Они стояли друг против друга, оба взволнованные и спектаклем, и этим как бы неожиданным, но по существу своему давно подготовленным спором; и полумраком, который, как только погасли огни рампы, сразу воцарился в зрительном зале и особенно здесь, в этой ложе, отгороженной от всех тяжелым бархатом; и несколькими часами, проведенными вместе, а теперь еще и такой располагающей близостью.
- Да ведь на Джильду молиться надо, а не на этого... Его песенки-то, начал Цагеридзе, - такие...
Ему хотелось сказать, что песенки герцога не просто оправдывают измену, случайную, легкомысленную, - они вообще начисто отвергают верность в любви, нравственную чистоту.
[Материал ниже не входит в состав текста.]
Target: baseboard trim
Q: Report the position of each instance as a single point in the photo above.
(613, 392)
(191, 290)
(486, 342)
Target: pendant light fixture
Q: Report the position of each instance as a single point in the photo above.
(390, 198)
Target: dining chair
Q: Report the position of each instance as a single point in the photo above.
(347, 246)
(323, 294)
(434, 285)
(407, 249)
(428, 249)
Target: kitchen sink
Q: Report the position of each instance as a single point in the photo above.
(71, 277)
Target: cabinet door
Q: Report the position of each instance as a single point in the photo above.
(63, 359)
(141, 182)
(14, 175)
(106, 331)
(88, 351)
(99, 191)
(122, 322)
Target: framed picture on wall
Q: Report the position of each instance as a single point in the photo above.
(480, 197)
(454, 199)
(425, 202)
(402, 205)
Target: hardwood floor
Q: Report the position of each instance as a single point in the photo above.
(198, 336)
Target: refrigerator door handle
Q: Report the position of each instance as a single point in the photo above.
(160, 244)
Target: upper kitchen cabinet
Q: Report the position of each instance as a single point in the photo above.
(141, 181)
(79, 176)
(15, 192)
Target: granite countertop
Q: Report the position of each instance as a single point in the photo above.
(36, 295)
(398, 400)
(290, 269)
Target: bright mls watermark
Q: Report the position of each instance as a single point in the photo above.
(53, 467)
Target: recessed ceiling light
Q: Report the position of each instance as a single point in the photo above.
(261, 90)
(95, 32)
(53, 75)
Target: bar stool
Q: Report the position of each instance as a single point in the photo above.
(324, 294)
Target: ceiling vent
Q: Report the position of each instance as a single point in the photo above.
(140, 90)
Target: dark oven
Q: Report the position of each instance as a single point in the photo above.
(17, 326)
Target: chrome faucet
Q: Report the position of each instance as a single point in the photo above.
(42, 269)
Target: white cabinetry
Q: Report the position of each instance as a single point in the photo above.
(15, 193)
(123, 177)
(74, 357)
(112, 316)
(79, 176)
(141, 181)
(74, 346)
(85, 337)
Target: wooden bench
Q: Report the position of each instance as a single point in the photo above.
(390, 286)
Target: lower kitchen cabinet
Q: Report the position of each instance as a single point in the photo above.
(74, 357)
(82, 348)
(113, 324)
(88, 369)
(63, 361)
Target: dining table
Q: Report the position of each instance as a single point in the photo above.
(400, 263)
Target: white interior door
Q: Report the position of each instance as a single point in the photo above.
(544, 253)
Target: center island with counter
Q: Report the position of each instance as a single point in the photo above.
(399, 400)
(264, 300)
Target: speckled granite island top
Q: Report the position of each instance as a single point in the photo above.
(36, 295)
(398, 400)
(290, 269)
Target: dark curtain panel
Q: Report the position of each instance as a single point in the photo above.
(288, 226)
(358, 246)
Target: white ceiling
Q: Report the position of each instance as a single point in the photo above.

Как можно восторгаться такими песенками! Ольга, должно быть, поняла его сразу, с полуслова. Она схватила Цагеридзе за руки у локтей, тем же движением, что и в Сокольническом парке, затрясла:
- За ее любовь Джильде - памятник. Вечный! Молиться на нее! Конечно, молиться... Ну, а жизнь? Она ведь всегда продолжается! И песенки герцога это совсем другая любовь... Через все!.. Бывает же... Ну, бывает ведь... И пусть тогда минуты только... Саакадзе, милый, как вы не понимаете?
Сейчас он видел лишь блеск Ольгиных глаз, ощущал слабую силу ее пальцев, перебегающих по рукавам гимнастерки. Он наклонился и поцеловал Ольгу. И еще. Еще...
Ольга не оттолкнула его. Тихонько отвела его руки, покосилась на дверь.
Сказала низким, словно простуженным голосом:
- Идемте. Идемте скорее. Мы здесь остались совсем одни. Я должна отдать ключ Инне Марковне.
Спустились они по той же мраморной лестнице. К Инне Марковне Ольга забежала всего на минутку. А дальше она повела Цагеридзе по сложной путанице других, совершенно ему незнакомых коридоров, мостиков, спиралью вьющихся книзу ступенек. Потом как-то враз они очутились на улице, темной и глухой.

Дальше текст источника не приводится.